As is always the case, timing is always the biggest risk. Therefore, be careful not to overreact or act too soon. The market will let us know when to become more aggressive in reducing risk.
The Week Ahead
The second quarter comes to an end this week. The primary focus will be PCE prices plus personal income and outlays on Friday. The all-important core PCE price index is the Fed’s preferred measure of inflation; thus, it carries extra weight. The consensus expects personal income to rise 0.4% MoM in May versus the 0.3% increase in April. Meanwhile, the consensus expects personal expenditures to rise by 0.3% MoM in May after increasing by 0.2% in April.
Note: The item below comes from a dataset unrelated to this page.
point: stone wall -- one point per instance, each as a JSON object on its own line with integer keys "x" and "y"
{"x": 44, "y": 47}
This week starts slowly with speeches by the Fed’s Waller and Daly today. Tomorrow, we will hear from Bowman and Cook and get data on April home prices via the Case-Shiller Home Price Index. We’ll also get updated consumer confidence data, where the consensus forecasts a decrease to 100 in June from 102 in May. Wednesday will bring New Home Sales data for May. We don’t expect any positive surprises, given that consumers are turning down purchases due to high mortgage rates. Durable Goods Orders for May are released on Thursday. The consensus expects a slowdown in growth to 0.3% in May from 0.7% in April. As mentioned above, we cap off the quarter with PCE prices and personal income & outlays on Friday.
Boston Fed Economist: Shelter Inflation May Be Stubborn Through Year-End
A recently published paper by a Boston Fed Economist suggests that rent increases will keep inflation above the Fed’s target for longer than most expect. The Author proposes that the effect will be most notable through the end of 2024 and diminish significantly in 2025. In addition, the Author expects CPI shelter inflation to slow considerably in periods beyond the next twelve months. His research focuses on the gap between market rent and the shelter component of CPI and how those dynamics pass through to CPI and PCE. Below, we provide excerpts and a chart from the paper that sums it up nicely.
The overall trend is clear: CPI shelter is expected to grow quickly in the summer and fall of 2024 but then slow down markedly when we move into 2025. Therefore, according to the estimates, the market–shelter gap is likely to pose a significant, but diminishing, challenge to the Fed’s ability to achieve its 2 percent inflation target over the next year.
Back-of-the-envelope calculations show how high CPI shelter could raise overall inflation this year. Given that shelter comprises 36.1 percent of the CPI and 15.5 percent of the PCE, the post-pandemic pass-through estimates imply that the current market–shelter gap will lead to an additional 0.59 and 0.25 percentage point growth in headline (including food and energy) CPI and headline PCE, respectively, from June 2024 to June 2025 relative to there being no market–shelter gap. The estimates also show that the deviation will lead to an additional growth in core (excluding food and energy) CPI and core PCE of 0.74 percentage point and 0.29 percentage point, respectively, from June 2024 to June 2025.